When a call is deep in-the-money, meaning that the strike price
of the call is much lower than the trading stock options price,
the delta of the call approaches 100. This means that there
is close to a 100% chance that these trading stock options will
Because of this, the trading stock options will trade just like
the stock; penny for penny, dollar for dollar (in a theoretical
100 delta scenario.) If you recall, the term delta was mentioned
when describing the option in question. Delta is the first derivative
of the stock and it has a three pronged definition. The first
is percentage change.
The delta is given as a percentage change, meaning how much
in percentage terms the trading stock options price will change
with a movement in the stock. A 50 delta option will move 50%
the amount the stock does. If the stock moves $1.00, than the
trading stock options move $.50. A 30 delta option moves $.30
on a $1.00 movement in the trading stock options, and so on.
Delta can also be defined as percent chance. This is used to
describe the percentage chance that the trading stock options
will end up in-the-money.

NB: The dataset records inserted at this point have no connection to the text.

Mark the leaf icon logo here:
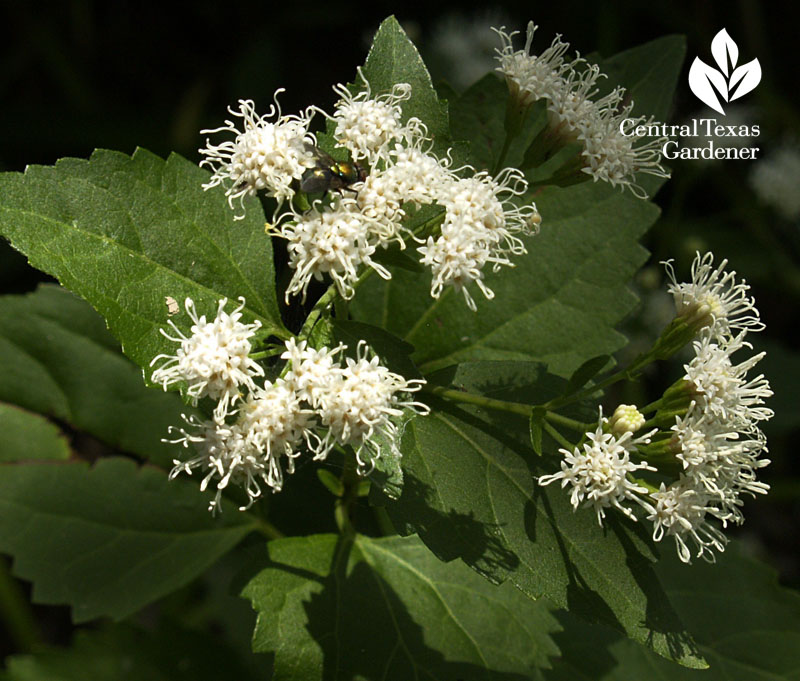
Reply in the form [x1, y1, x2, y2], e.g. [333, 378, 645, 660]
[689, 28, 761, 115]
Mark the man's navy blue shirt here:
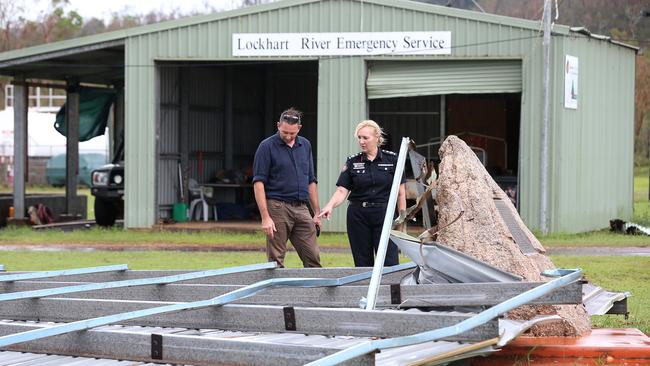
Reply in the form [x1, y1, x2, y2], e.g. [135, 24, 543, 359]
[253, 133, 316, 202]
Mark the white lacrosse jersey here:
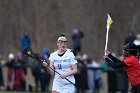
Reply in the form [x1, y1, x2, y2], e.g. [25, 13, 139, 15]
[49, 49, 77, 93]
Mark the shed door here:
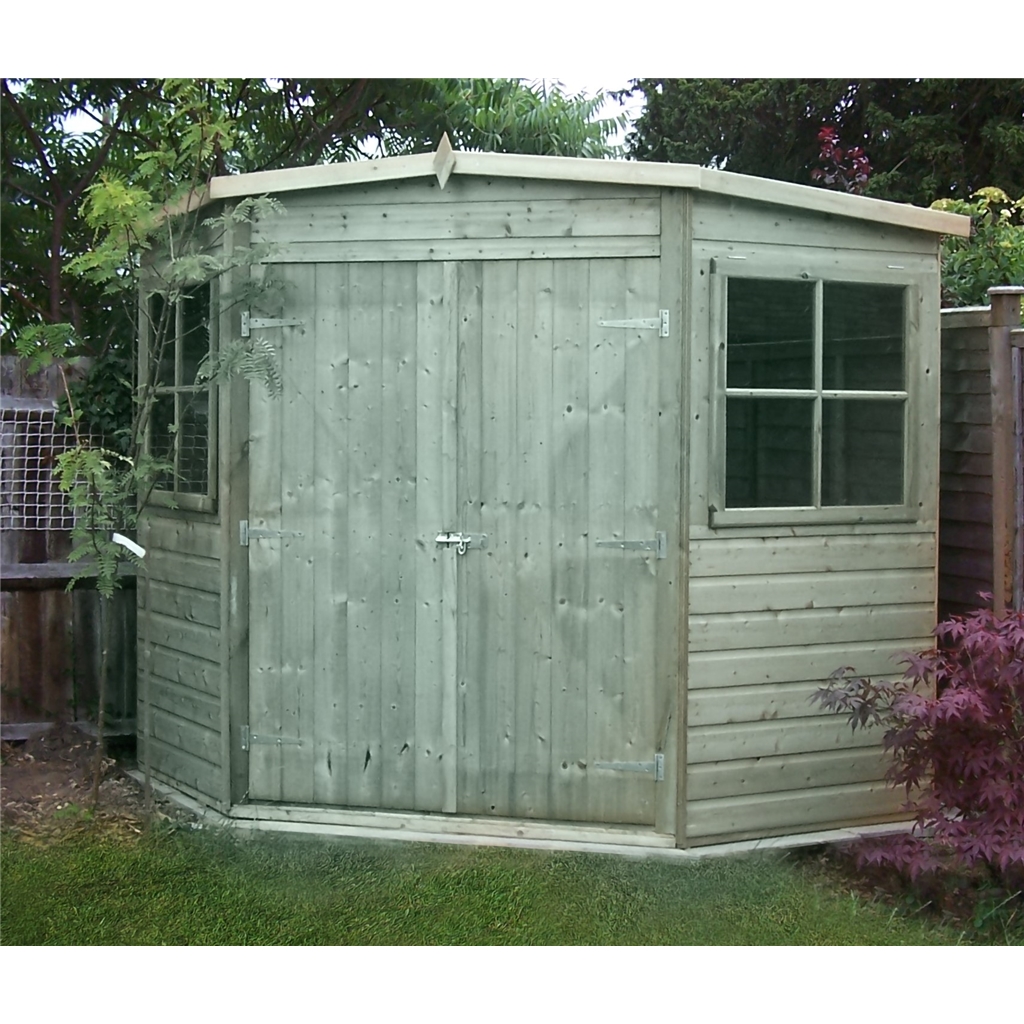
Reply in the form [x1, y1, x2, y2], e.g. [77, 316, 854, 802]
[249, 259, 663, 823]
[445, 259, 664, 822]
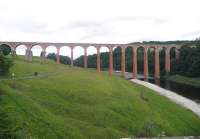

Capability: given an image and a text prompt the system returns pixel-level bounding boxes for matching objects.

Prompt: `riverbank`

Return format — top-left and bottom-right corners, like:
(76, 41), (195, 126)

(165, 75), (200, 88)
(131, 79), (200, 117)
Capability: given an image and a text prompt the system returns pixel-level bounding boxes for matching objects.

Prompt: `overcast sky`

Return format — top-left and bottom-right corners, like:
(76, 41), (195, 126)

(0, 0), (200, 57)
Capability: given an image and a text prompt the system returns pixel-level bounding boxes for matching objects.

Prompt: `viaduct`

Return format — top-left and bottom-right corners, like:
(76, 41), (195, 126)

(0, 42), (181, 79)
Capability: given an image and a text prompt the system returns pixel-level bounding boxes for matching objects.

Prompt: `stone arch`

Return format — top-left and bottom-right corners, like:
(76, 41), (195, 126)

(159, 47), (166, 75)
(60, 46), (71, 57)
(147, 46), (156, 76)
(59, 46), (72, 65)
(15, 44), (28, 55)
(31, 44), (43, 56)
(73, 46), (84, 67)
(136, 46), (145, 78)
(99, 46), (109, 70)
(170, 46), (178, 73)
(113, 46), (122, 72)
(0, 43), (12, 55)
(86, 46), (97, 68)
(125, 46), (133, 72)
(45, 45), (58, 56)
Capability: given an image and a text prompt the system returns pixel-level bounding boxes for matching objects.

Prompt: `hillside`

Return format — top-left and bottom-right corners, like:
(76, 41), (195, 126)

(0, 56), (200, 139)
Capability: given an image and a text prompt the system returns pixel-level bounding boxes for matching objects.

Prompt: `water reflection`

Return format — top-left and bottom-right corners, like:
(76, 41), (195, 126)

A 90 delta option has a 90% chance
of finishing in-the-money.
Finally, delta can also be defined as hedge ratio which is the
amount of deltas needed to properly hedge a position.
It was important to explain the meaning of delta to understand
that the deep in-the-money call would perform and act just like
trading stock options. One way to determine if the call you
will select is in-the-money enough for your purpose is the delta.
A delta in the mid or high 90s is an ideal candidate.